Ein Halt am Hauptbahnhof, wie ihn sich die Initiatoren gewünscht hatten, war am Widerstand der Bahn gescheitert. Das Unternehmen hatte dafür technische Gründe angeführt: Durch das tagelange Verweilen des Zugs in dem wichtigen Verkehrsknotenpunkt wäre angeblich der Fahrplan durcheinandergeraten. Auch hätten laut Bahn wegen der Dampflok, die die drei Ausstellungswaggons zieht, die Rauchmelder des Gebäudes abgeschaltet werden müssen. Anstelle des Hauptbahnhofs bot die Bahn weit weniger stark frequentierte und abgelegene Ersatzbahnhöfe an.

Die Initiative beharrte jedoch auf einem zentralen Gedenkort und hätte die Dampflok für den Stopp in Berlin gegen eine moderne Lokomotive ausgetauscht. Auch wurde bekannt, dass die Bahn erst im Oktober 2007 den Werbezug einer Elektronikfirma zwei Tage lang im Hauptbahnhof hatte halten lassen. Darüber hinaus wollte die Bahn für die Streckennutzung und die Standzeit Gebühren in Höhe von rund 100.000 Euro verlangen.

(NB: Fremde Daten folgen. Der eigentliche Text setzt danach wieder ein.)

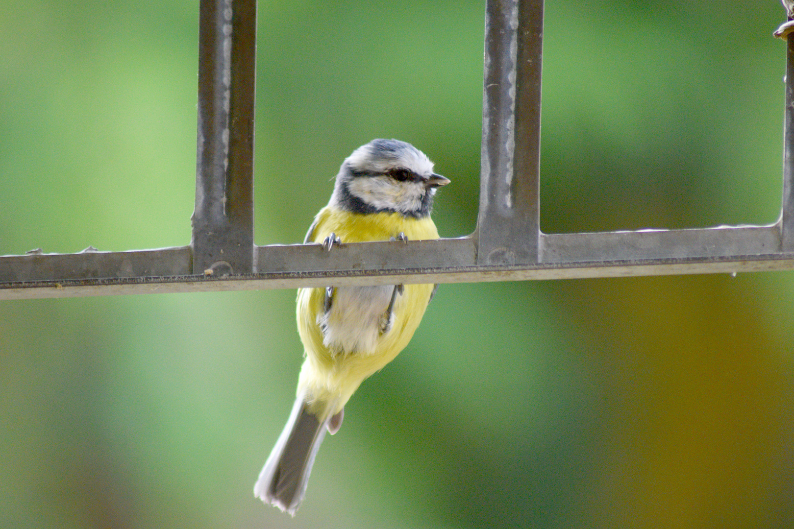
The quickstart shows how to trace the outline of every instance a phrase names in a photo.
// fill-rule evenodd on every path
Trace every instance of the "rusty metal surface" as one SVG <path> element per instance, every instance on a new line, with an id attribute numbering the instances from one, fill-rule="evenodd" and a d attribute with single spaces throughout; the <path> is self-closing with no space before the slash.
<path id="1" fill-rule="evenodd" d="M 485 6 L 478 263 L 536 263 L 543 0 Z"/>
<path id="2" fill-rule="evenodd" d="M 256 0 L 201 0 L 193 273 L 253 271 Z"/>

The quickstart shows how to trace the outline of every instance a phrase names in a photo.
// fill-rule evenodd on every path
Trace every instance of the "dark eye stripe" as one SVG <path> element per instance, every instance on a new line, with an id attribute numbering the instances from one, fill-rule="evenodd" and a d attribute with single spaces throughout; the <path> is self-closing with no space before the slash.
<path id="1" fill-rule="evenodd" d="M 392 178 L 399 182 L 405 182 L 407 180 L 413 182 L 419 178 L 418 174 L 408 171 L 407 169 L 392 169 L 388 172 L 388 174 Z"/>

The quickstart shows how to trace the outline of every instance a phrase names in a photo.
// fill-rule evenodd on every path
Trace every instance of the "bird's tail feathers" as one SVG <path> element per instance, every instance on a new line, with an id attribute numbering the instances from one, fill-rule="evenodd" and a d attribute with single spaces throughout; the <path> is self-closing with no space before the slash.
<path id="1" fill-rule="evenodd" d="M 317 450 L 332 419 L 320 421 L 309 412 L 303 395 L 298 395 L 287 426 L 254 485 L 256 497 L 295 516 L 306 493 Z"/>

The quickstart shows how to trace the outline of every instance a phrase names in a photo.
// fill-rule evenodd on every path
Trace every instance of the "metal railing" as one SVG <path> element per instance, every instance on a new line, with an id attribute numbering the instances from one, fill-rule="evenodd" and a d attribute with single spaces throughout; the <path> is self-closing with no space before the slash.
<path id="1" fill-rule="evenodd" d="M 769 226 L 545 234 L 539 226 L 542 0 L 488 0 L 480 212 L 468 236 L 253 244 L 255 0 L 201 0 L 190 246 L 0 257 L 0 299 L 794 269 L 794 36 L 784 186 Z M 794 35 L 794 34 L 792 34 Z"/>

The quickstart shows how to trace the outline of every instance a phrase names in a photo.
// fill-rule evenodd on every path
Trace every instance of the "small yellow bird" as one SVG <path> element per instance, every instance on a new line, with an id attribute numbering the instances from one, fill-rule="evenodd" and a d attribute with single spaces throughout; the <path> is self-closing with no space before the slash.
<path id="1" fill-rule="evenodd" d="M 437 239 L 430 219 L 436 190 L 449 183 L 421 151 L 373 140 L 342 163 L 331 199 L 304 243 L 334 245 Z M 298 290 L 298 332 L 306 360 L 287 426 L 253 488 L 254 496 L 295 516 L 327 430 L 362 381 L 394 359 L 418 327 L 433 285 Z"/>

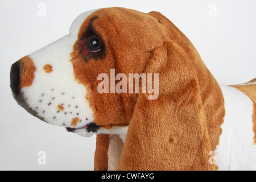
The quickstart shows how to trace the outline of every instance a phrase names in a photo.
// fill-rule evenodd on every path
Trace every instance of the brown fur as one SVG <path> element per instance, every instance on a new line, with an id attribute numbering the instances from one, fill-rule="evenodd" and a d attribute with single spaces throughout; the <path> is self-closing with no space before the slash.
<path id="1" fill-rule="evenodd" d="M 20 67 L 20 88 L 30 86 L 33 83 L 35 77 L 34 73 L 36 71 L 33 60 L 26 56 L 18 61 Z"/>
<path id="2" fill-rule="evenodd" d="M 248 83 L 253 83 L 256 82 L 256 78 L 254 78 L 249 82 Z M 243 92 L 253 101 L 253 131 L 254 132 L 254 144 L 256 144 L 256 84 L 249 84 L 249 85 L 230 85 L 237 89 Z"/>
<path id="3" fill-rule="evenodd" d="M 105 41 L 105 56 L 85 61 L 81 38 L 90 24 Z M 78 37 L 71 61 L 76 78 L 87 88 L 94 122 L 102 126 L 130 124 L 118 169 L 216 169 L 208 153 L 221 133 L 224 99 L 195 48 L 175 26 L 158 12 L 105 9 L 87 18 Z M 159 73 L 158 98 L 99 94 L 97 76 L 110 77 L 112 68 L 127 76 Z M 108 140 L 102 136 L 97 136 L 96 169 L 106 167 L 102 158 L 108 143 L 102 142 Z"/>
<path id="4" fill-rule="evenodd" d="M 108 150 L 109 150 L 109 135 L 97 135 L 96 150 L 94 154 L 94 170 L 108 170 Z"/>

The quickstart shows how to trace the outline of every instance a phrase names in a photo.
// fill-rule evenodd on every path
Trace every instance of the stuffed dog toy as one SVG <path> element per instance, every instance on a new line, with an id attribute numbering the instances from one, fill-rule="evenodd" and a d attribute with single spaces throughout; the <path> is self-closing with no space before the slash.
<path id="1" fill-rule="evenodd" d="M 158 12 L 85 13 L 10 80 L 33 115 L 97 135 L 95 170 L 256 169 L 256 79 L 218 84 Z"/>

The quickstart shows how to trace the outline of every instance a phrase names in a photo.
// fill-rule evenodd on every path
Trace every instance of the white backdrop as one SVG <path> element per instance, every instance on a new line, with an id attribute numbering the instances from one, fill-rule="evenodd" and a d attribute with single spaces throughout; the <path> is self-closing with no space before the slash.
<path id="1" fill-rule="evenodd" d="M 0 169 L 93 169 L 95 136 L 77 136 L 29 114 L 12 97 L 9 73 L 15 61 L 68 34 L 81 13 L 113 6 L 161 12 L 220 82 L 256 77 L 254 0 L 0 0 Z M 38 163 L 41 151 L 46 164 Z"/>

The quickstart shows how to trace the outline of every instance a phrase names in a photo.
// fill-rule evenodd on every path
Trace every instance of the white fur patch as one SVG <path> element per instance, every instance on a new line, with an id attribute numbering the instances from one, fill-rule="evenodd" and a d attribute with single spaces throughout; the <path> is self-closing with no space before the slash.
<path id="1" fill-rule="evenodd" d="M 220 86 L 224 97 L 225 115 L 217 146 L 217 166 L 219 170 L 255 170 L 253 102 L 234 88 Z"/>
<path id="2" fill-rule="evenodd" d="M 94 120 L 85 98 L 86 88 L 75 77 L 70 54 L 81 25 L 94 11 L 80 15 L 72 24 L 69 35 L 29 55 L 36 68 L 35 78 L 32 85 L 23 88 L 21 92 L 29 106 L 49 123 L 79 128 Z M 52 66 L 52 72 L 46 73 L 43 67 L 47 64 Z M 72 123 L 74 119 L 75 124 Z"/>

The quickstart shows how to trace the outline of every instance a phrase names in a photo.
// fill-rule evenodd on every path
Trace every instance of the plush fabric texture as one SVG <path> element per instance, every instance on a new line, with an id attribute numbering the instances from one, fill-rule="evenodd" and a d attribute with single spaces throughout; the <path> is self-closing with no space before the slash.
<path id="1" fill-rule="evenodd" d="M 100 49 L 92 51 L 88 44 L 95 37 Z M 111 78 L 112 69 L 114 77 L 158 75 L 158 98 L 148 99 L 142 81 L 139 93 L 99 93 L 98 76 Z M 255 133 L 256 85 L 250 83 L 232 86 L 254 102 L 249 118 Z M 192 43 L 160 13 L 113 7 L 82 14 L 69 35 L 13 65 L 11 87 L 19 104 L 40 119 L 81 136 L 97 134 L 96 170 L 218 168 L 209 154 L 225 148 L 222 90 Z"/>

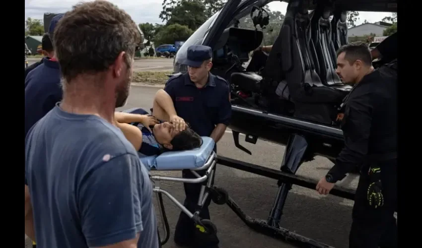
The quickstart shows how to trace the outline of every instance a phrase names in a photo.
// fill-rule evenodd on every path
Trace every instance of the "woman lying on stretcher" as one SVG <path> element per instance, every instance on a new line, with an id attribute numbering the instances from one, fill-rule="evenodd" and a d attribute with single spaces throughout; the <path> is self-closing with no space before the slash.
<path id="1" fill-rule="evenodd" d="M 158 103 L 163 98 L 165 99 L 164 103 L 170 104 L 166 101 L 167 97 L 170 98 L 170 96 L 165 91 L 158 91 L 154 99 L 152 115 L 115 113 L 116 125 L 122 130 L 135 149 L 143 155 L 158 155 L 166 150 L 190 150 L 198 148 L 202 144 L 202 139 L 189 128 L 183 119 L 175 114 L 169 115 L 160 107 Z M 173 102 L 170 103 L 174 110 Z M 173 113 L 175 113 L 175 111 Z M 174 123 L 170 122 L 170 120 L 174 120 Z M 130 124 L 133 123 L 139 124 L 137 126 Z"/>

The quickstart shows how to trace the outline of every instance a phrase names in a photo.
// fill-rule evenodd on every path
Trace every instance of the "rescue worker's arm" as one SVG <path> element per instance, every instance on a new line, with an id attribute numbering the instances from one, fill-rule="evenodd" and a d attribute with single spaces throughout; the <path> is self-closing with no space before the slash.
<path id="1" fill-rule="evenodd" d="M 356 92 L 357 93 L 357 92 Z M 328 172 L 335 183 L 364 162 L 372 122 L 373 98 L 370 93 L 356 94 L 349 100 L 345 113 L 345 146 Z"/>
<path id="2" fill-rule="evenodd" d="M 225 86 L 224 92 L 218 108 L 217 124 L 210 135 L 215 143 L 218 142 L 224 134 L 227 126 L 230 124 L 231 119 L 231 104 L 230 103 L 230 90 L 228 86 Z"/>
<path id="3" fill-rule="evenodd" d="M 141 129 L 137 126 L 127 123 L 120 123 L 118 122 L 115 122 L 115 123 L 116 126 L 122 130 L 126 139 L 131 142 L 135 150 L 139 151 L 142 145 L 142 132 Z"/>
<path id="4" fill-rule="evenodd" d="M 159 123 L 156 118 L 153 116 L 125 112 L 114 112 L 114 119 L 120 123 L 140 123 L 144 126 L 153 125 Z"/>
<path id="5" fill-rule="evenodd" d="M 34 228 L 34 217 L 32 215 L 32 205 L 29 195 L 29 188 L 25 185 L 25 234 L 35 241 L 35 231 Z"/>
<path id="6" fill-rule="evenodd" d="M 172 116 L 177 115 L 176 113 L 176 109 L 174 108 L 174 105 L 173 104 L 173 100 L 171 97 L 164 90 L 159 89 L 155 94 L 155 97 L 154 98 L 154 103 L 152 106 L 152 111 L 154 112 L 153 113 L 154 116 L 157 117 L 156 113 L 159 113 L 159 111 L 155 113 L 155 108 L 154 106 L 158 107 L 159 109 L 164 111 L 165 112 L 164 117 L 167 117 L 166 119 L 163 119 L 165 121 L 170 121 L 170 117 Z"/>
<path id="7" fill-rule="evenodd" d="M 273 49 L 273 45 L 271 46 L 267 46 L 265 47 L 262 47 L 262 51 L 265 52 L 266 53 L 270 53 L 271 52 L 271 49 Z"/>
<path id="8" fill-rule="evenodd" d="M 165 112 L 168 117 L 169 121 L 172 122 L 173 127 L 177 131 L 182 131 L 186 129 L 187 125 L 185 120 L 177 115 L 176 108 L 174 107 L 175 98 L 173 86 L 171 82 L 168 82 L 164 90 L 160 89 L 157 92 L 154 98 L 153 105 L 159 107 L 157 110 L 157 114 L 160 114 L 160 112 Z M 152 111 L 154 112 L 155 115 L 156 112 L 154 110 L 153 106 L 152 108 Z"/>

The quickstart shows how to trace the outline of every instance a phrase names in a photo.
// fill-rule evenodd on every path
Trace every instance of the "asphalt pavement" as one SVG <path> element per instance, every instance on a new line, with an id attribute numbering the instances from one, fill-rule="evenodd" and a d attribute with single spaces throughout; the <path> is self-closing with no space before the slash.
<path id="1" fill-rule="evenodd" d="M 128 103 L 120 110 L 134 107 L 149 110 L 158 88 L 133 86 Z M 241 138 L 243 136 L 241 136 Z M 284 147 L 259 140 L 253 145 L 241 143 L 252 152 L 249 155 L 234 146 L 231 131 L 228 129 L 218 142 L 220 156 L 280 169 Z M 297 174 L 316 180 L 324 176 L 333 164 L 317 156 L 304 163 Z M 179 172 L 154 172 L 153 174 L 181 177 Z M 348 176 L 339 184 L 355 188 L 357 176 Z M 277 182 L 260 176 L 217 165 L 215 185 L 225 189 L 247 214 L 267 219 L 277 192 Z M 180 183 L 162 182 L 162 187 L 183 202 L 184 192 Z M 171 229 L 169 242 L 164 247 L 176 248 L 173 242 L 174 227 L 180 210 L 165 196 L 164 202 Z M 301 235 L 315 239 L 336 248 L 348 246 L 353 201 L 332 195 L 321 196 L 315 190 L 293 186 L 286 200 L 281 226 Z M 158 211 L 158 208 L 156 208 Z M 290 248 L 286 243 L 258 234 L 249 228 L 226 205 L 211 203 L 211 218 L 218 229 L 221 248 Z M 158 213 L 157 215 L 158 215 Z M 159 215 L 157 215 L 159 216 Z"/>
<path id="2" fill-rule="evenodd" d="M 39 61 L 38 58 L 29 58 L 29 65 Z M 173 59 L 163 58 L 154 59 L 141 59 L 136 60 L 134 65 L 134 71 L 166 71 L 173 69 Z"/>

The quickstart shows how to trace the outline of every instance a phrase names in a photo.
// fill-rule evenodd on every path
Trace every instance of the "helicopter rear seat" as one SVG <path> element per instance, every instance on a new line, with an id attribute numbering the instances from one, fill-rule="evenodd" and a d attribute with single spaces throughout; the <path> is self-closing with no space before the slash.
<path id="1" fill-rule="evenodd" d="M 342 83 L 336 72 L 337 56 L 331 40 L 331 23 L 329 6 L 317 5 L 311 20 L 311 36 L 317 56 L 314 62 L 319 64 L 319 74 L 325 85 L 335 87 L 339 90 L 349 92 L 352 87 Z M 312 47 L 312 44 L 310 44 Z M 311 47 L 312 49 L 313 48 Z"/>
<path id="2" fill-rule="evenodd" d="M 259 83 L 262 80 L 262 77 L 253 71 L 233 72 L 230 80 L 236 82 L 244 93 L 251 93 L 259 89 Z"/>
<path id="3" fill-rule="evenodd" d="M 331 124 L 348 91 L 322 83 L 309 55 L 313 46 L 308 10 L 299 6 L 299 0 L 289 5 L 279 35 L 281 67 L 295 105 L 294 117 Z"/>
<path id="4" fill-rule="evenodd" d="M 332 27 L 332 40 L 336 51 L 337 51 L 342 46 L 348 43 L 347 18 L 346 11 L 340 10 L 334 11 L 334 15 L 331 20 L 331 27 Z"/>

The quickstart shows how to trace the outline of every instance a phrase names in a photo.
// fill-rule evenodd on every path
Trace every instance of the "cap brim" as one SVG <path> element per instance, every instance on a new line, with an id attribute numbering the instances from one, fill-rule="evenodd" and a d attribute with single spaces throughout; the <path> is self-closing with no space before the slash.
<path id="1" fill-rule="evenodd" d="M 190 60 L 185 60 L 185 61 L 183 62 L 183 64 L 185 64 L 189 66 L 192 67 L 201 67 L 202 65 L 202 63 L 203 61 L 194 61 Z"/>

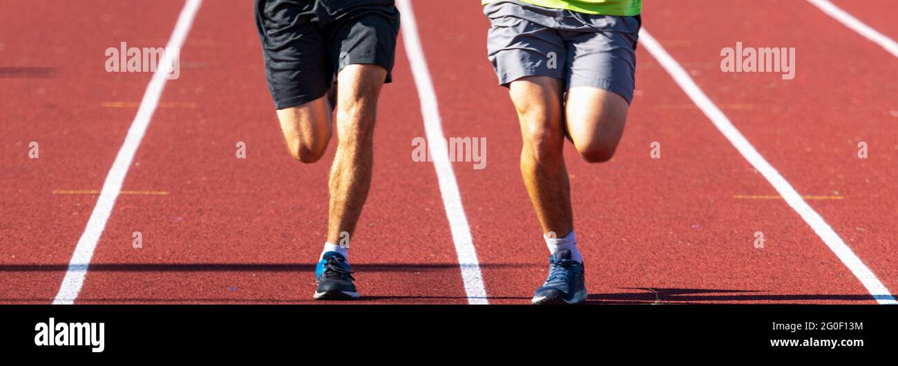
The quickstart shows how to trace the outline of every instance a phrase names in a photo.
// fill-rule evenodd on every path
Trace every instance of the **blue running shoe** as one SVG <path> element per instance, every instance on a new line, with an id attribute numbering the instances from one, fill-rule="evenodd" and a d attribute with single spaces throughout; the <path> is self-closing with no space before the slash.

Dadurch stand der Verdacht im Raum, das Unternehmen und sein Chef Hartmut Mehdorn wollten die Ausstellung nicht in ihrem neuen Vorzeigebahnhof haben. Außerdem schien es der Bahn-Führung unangenehm, dass sich Menschen über Gebühr mit den Verbrechen des Vorgängerkonzerns Reichsbahn befassen könnten.

Deshalb protestierten am Samstagabend rund 500 Menschen vor dem Brandenburger Tor. In einer Rede rügte Bundestags-Vizepräsidentin Petra Pau (Linke) die "peinliche Blockadehaltung der Chefetage" der Bahn. Wirtschaftssenator Harald Wolf (Linke) kritisierte das Verhalten des Unternehmens als "politisch instinktlos". Er befand: "Hinter technischen Problemen steht oft menschliches Versagen."

Auch Bundesverkehrsminister Wolfgang Tiefensee (SPD) hatte Bahnchef Mehdorn in der vergangenen Woche aufgefordert, den Weg für die Ausstellung an einem zentralen Ort freizumachen und auf die Erhebung von Gebühren zu verzichten. Der Bahn-Aufsichtsrat bot unterdessen an, 100.000 Euro an eine jüdische Organisation zu spenden. Tiefensee und der Bundestags-Verkehrsausschuss sprachen sich hingegen dafür aus, das Geld direkt der Initiative zugutekommen zu lassen.

Der "Zug der Erinnerung" rollt seit November durch Deutschland und soll am 8. Mai in Auschwitz eintreffen. Nach Angaben des Trägervereins haben bisher 160.000 Menschen an bundesweit 50 Stationen die Ausstellung besucht. Der Gedenkzug wird bis Montagabend auf Gleis 1 im Ostbahnhof stehen.